Tinnitus loudness is a subjective measure, and it does not directly reflect either tinnitus severity or the impact on daily life. Nevertheless, loud tinnitus may be the most frequent clinical complaint of tinnitus patients. Factors contributing to the loudness of the phantom sound have rarely been studied. We evaluated both matched and self-rated loudness in a large sample of patients with tinnitus and analyzed the influencing factors among demographic, hearing, and tinnitus characteristics.
Two hundred ninety-nine patients with chronic tinnitus were enrolled. We evaluated the matched loudness, minimal masking level (MML), and visual analog scale (VAS) loudness. Stepwise multiple regression analyses were performed for each loudness measure using independent variables of age, sex, time since tinnitus onset, tinnitus laterality, pure-tone average, tinnitus pitch, tinnitus handicap inventory (THI) score, VAS annoyance, disturbance and daily tinnitus duration, and depression score. We calculated bivariate correlations between each loudness measure and all independent variables.

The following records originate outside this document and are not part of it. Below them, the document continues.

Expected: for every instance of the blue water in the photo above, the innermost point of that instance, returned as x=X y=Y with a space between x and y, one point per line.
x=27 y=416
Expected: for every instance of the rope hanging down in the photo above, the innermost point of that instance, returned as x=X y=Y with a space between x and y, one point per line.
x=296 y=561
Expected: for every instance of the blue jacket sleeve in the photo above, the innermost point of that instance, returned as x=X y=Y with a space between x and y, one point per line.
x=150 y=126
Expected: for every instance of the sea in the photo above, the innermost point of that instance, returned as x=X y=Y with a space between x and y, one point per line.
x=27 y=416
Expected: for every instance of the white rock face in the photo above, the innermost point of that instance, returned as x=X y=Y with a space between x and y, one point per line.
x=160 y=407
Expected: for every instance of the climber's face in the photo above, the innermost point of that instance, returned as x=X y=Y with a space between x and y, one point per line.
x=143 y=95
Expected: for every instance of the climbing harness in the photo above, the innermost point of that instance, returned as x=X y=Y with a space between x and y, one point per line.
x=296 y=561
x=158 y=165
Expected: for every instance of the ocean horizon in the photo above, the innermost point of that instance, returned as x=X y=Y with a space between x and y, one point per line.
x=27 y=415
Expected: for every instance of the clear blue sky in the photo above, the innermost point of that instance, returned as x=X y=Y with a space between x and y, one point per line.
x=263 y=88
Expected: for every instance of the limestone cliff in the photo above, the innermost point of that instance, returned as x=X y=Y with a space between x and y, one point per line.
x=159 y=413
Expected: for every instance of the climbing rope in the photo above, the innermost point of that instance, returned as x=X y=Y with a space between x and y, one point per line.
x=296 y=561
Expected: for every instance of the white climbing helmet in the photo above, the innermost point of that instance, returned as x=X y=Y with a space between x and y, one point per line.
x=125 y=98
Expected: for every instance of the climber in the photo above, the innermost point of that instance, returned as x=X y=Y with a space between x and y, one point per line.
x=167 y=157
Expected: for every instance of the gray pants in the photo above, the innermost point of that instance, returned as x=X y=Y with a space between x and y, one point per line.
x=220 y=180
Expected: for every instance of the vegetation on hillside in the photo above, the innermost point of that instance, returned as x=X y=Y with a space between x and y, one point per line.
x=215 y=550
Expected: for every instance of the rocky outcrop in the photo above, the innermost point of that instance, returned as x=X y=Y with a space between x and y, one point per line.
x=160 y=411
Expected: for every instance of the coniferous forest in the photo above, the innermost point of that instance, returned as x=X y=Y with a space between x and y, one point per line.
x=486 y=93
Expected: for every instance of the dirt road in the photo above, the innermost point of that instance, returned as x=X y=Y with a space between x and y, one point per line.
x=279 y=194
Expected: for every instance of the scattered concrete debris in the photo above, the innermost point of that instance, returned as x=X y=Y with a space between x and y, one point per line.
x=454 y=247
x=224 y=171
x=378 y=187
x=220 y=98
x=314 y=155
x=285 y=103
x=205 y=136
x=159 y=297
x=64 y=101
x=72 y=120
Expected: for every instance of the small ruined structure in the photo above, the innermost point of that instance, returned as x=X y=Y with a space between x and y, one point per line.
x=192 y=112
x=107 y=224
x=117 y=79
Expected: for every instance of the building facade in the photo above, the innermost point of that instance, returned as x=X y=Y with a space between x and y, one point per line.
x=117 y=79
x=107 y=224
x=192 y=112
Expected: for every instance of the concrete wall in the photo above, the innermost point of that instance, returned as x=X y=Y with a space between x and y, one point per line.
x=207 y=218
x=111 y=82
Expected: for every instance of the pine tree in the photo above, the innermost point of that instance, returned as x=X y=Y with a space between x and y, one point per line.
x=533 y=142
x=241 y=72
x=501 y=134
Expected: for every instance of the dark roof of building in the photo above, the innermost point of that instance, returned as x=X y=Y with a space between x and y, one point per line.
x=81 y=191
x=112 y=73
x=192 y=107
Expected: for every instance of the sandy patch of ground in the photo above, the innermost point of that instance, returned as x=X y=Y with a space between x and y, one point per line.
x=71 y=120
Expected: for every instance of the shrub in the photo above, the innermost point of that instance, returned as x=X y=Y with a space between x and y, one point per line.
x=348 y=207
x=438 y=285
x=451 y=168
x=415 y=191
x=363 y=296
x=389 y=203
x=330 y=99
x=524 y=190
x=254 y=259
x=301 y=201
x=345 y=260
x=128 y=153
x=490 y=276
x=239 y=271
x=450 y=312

The psychoacoustic loudness measures (matched loudness and MML) were highly correlated and were affected by the hearing deficit and tinnitus pitch (Pearson r > 0.5 for pure tone averages, and r > 0.3 for tinnitus pitch for both variables, p < 0.05), whereas the subjective measurement (VAS loudness) exhibited little to no correlation with the other two measures and was related to psycho-emotional factors such as the THI score, VAS variables, and depression (Pearson r > 0.6 for VAS annoyance, r > 0.4 for VAS daily duration and disturbance and THI score, r > 0.3 for the depression score, p < 0.05).
The matched tinnitus loudness and MML values were influenced principally by the extent of hearing loss and related factors, suggesting that rehabilitation using hearing aids could help reduce perception of tinnitus loudness. A psycho-emotional approach might more effectively lessen self-perceived loudness.